1

TL;DR - I have a couple of thousand speed-profiles (time-series where the speed of a car has been sampled) and I am unsure how to configure my models such that I can perform arbitrary forecasting (i.e. predict t+n samples given a sample t).


I have read numerous explanations (1, 2, 3, 4, 5) about how Keras implements statefulness in their recurrent layers, and how one should reset/not reset between iterations, etc..

However, I am unable to acquire the model shape that I want (I think).

As for now, I am only working with a subset of my profiles (denoted as routes in the code below).

Number of training routes: 90
Number of testing routes: 10

The routes vary in length, hence, the first thing I do is to iterate through all routes and pad them with 0, so they are all the same length. (I have assumed this is required, if I am wrong please let me know.) After the padding I convert the routes into a format better suited for the supervised learning task, as described HERE. In this case I have opted to forecast the succeeding 5 steps of the current sample.

The result is a tensor, as:

Shape of trainig_data: (90, 3186, 6) == (nb_routes, nb_samples/route, nb_timesteps)

which is split into X and y for training as:

Shape of X: (90, 3186, 1)
Shape of y: (90, 3186, 5)

My goal is to have the model take one route at the time and train on it.

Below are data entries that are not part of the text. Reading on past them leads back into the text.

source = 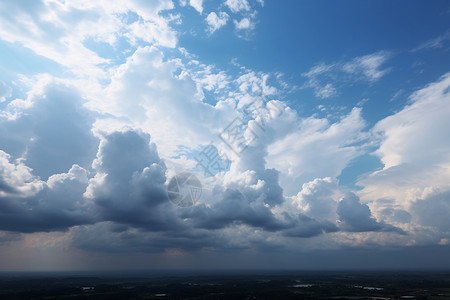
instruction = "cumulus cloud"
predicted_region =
[0,77,98,179]
[225,0,250,13]
[0,0,177,76]
[0,80,12,103]
[206,11,230,33]
[337,193,403,233]
[234,18,254,30]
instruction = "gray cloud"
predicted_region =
[337,192,404,233]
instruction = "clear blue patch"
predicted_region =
[337,154,384,189]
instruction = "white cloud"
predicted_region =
[411,31,450,52]
[234,18,254,30]
[302,51,390,99]
[0,0,177,76]
[358,74,450,243]
[267,108,367,195]
[189,0,203,14]
[0,80,12,103]
[206,11,230,33]
[225,0,250,13]
[342,51,389,82]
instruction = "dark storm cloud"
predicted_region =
[181,189,290,231]
[411,190,450,233]
[337,193,404,234]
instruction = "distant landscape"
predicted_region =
[0,271,450,300]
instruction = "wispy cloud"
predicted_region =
[411,31,450,52]
[206,11,230,33]
[302,51,390,99]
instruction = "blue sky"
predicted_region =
[0,0,450,270]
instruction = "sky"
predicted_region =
[0,0,450,271]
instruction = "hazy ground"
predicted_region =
[0,271,450,299]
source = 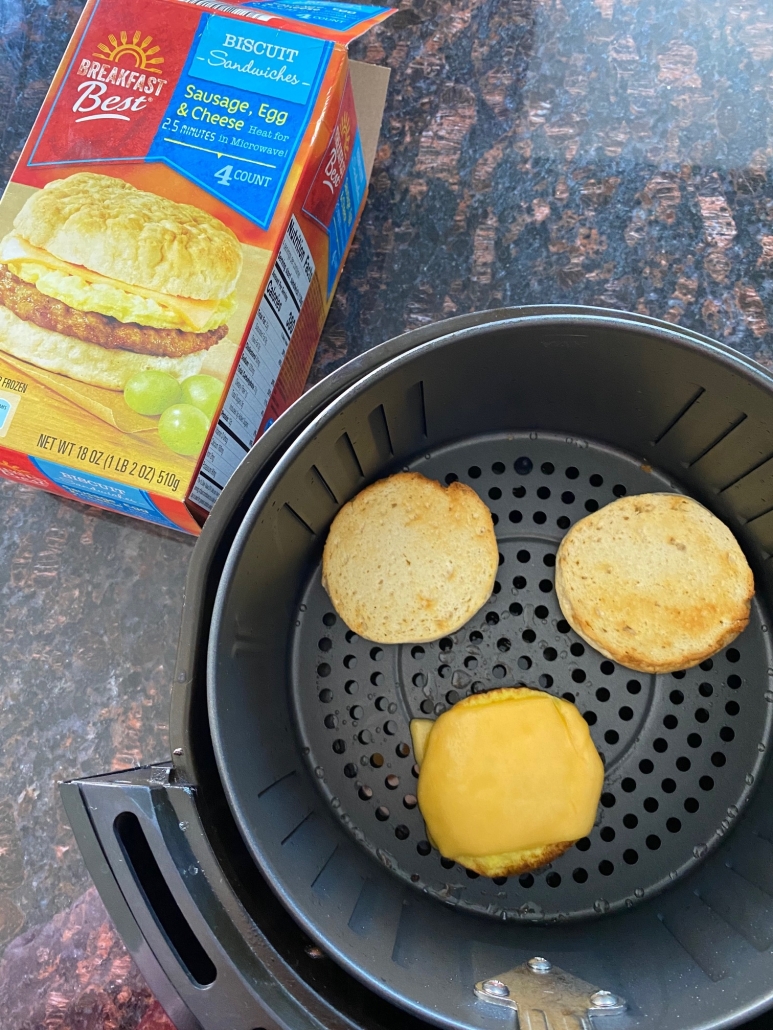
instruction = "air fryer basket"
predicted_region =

I have created a model like this:

# Create model 
model = Sequential()

# Add recurrent layer
model.add(SimpleRNN(nb_cells, batch_input_shape=(1, X.shape[1], X.shape[2]), stateful=True))

# Add dense layer at the end to acquire correct kind of forecast
model.add(Dense(y.shape[2]))

# Compile model
model.compile(loss="mean_squared_error", optimizer="adam", metrics = ["accuracy"])

# Fit model
for _ in range(nb_epochs):
    model.fit(X, y,
              validation_split=0.1,
              epochs=1,
              batch_size=1,
              verbose=1,
              shuffle=False)
    model.reset_states()                                                                                                                                   

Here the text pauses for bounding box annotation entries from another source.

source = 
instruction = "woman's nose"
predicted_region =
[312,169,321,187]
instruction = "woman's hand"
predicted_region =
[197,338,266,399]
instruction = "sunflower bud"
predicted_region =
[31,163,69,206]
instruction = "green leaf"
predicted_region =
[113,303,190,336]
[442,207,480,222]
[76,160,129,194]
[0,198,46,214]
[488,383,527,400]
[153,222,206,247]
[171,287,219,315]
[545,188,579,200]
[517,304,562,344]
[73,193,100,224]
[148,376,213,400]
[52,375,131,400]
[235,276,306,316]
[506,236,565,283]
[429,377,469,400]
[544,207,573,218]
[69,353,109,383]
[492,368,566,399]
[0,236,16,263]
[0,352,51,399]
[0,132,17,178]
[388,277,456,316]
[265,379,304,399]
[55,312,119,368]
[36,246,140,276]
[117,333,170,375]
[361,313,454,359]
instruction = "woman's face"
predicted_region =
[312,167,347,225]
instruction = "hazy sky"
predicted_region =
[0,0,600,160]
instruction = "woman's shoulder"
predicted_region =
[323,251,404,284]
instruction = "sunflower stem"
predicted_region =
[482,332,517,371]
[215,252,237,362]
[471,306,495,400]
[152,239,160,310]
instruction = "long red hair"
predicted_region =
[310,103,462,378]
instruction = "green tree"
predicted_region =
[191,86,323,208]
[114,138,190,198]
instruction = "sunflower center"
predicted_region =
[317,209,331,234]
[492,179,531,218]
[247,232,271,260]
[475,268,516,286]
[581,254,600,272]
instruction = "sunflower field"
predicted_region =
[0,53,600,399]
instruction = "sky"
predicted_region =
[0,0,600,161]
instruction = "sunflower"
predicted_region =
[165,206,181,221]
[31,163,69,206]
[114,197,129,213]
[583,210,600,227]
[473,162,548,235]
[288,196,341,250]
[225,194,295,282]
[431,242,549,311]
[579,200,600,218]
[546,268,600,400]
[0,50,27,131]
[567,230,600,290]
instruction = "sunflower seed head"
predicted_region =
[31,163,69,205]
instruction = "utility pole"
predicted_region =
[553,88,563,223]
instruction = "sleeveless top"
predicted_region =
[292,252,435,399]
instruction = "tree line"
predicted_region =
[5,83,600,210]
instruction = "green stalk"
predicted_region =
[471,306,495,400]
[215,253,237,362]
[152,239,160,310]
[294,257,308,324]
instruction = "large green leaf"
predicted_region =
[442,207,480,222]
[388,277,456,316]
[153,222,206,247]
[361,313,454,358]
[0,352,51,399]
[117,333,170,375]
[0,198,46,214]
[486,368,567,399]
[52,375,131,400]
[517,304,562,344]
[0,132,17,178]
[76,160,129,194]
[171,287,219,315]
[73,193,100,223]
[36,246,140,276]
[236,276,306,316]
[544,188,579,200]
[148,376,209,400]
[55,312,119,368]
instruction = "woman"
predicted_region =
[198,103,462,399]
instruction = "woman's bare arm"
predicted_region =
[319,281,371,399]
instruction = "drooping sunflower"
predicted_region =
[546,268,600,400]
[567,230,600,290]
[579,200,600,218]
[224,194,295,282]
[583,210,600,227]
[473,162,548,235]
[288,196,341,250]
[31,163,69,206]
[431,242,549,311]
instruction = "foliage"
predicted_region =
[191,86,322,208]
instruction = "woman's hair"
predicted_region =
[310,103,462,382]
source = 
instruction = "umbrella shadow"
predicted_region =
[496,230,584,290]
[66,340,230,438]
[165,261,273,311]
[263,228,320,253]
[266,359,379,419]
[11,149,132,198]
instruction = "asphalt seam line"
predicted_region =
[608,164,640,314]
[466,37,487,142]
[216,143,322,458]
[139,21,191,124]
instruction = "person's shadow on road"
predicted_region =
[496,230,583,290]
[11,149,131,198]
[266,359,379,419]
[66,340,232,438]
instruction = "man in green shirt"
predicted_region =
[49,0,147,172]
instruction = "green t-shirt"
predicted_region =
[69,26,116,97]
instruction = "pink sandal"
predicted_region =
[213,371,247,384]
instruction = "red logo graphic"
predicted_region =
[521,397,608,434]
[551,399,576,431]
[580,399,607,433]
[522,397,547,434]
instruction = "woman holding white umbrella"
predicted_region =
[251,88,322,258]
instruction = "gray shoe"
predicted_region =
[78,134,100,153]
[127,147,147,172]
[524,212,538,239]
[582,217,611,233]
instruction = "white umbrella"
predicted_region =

Which would imply that I have a model with nb_cells layers, the input of the model is (number_of_samples, number_of_timesteps) i.e. (3186, 1) and the output of the model is (number_of_timesteps_lagged) i.e. (5).

However, when running the above I get the following error:

ValueError: Error when checking target: expected dense_1 to have 2 dimensions, but got array with shape (90, 3186, 5)

I have tried different ways to solve the above, but I have been unsuccessful.

I have also tried other ways of structuring my data and my model. For instance merging my routes such that instead of (90, 3186, 6) I had (286740, 6). I simply took the data for each route and put it after the other. After fiddeling with my model I got this to run, and I get a result that is quite good, but I really want to understand how this works - and I think the solution I am attempting above is bette (if I can get it to work).


Update

Note: I am still looking for feedback.

I have reached a "solution" which I think does the trick.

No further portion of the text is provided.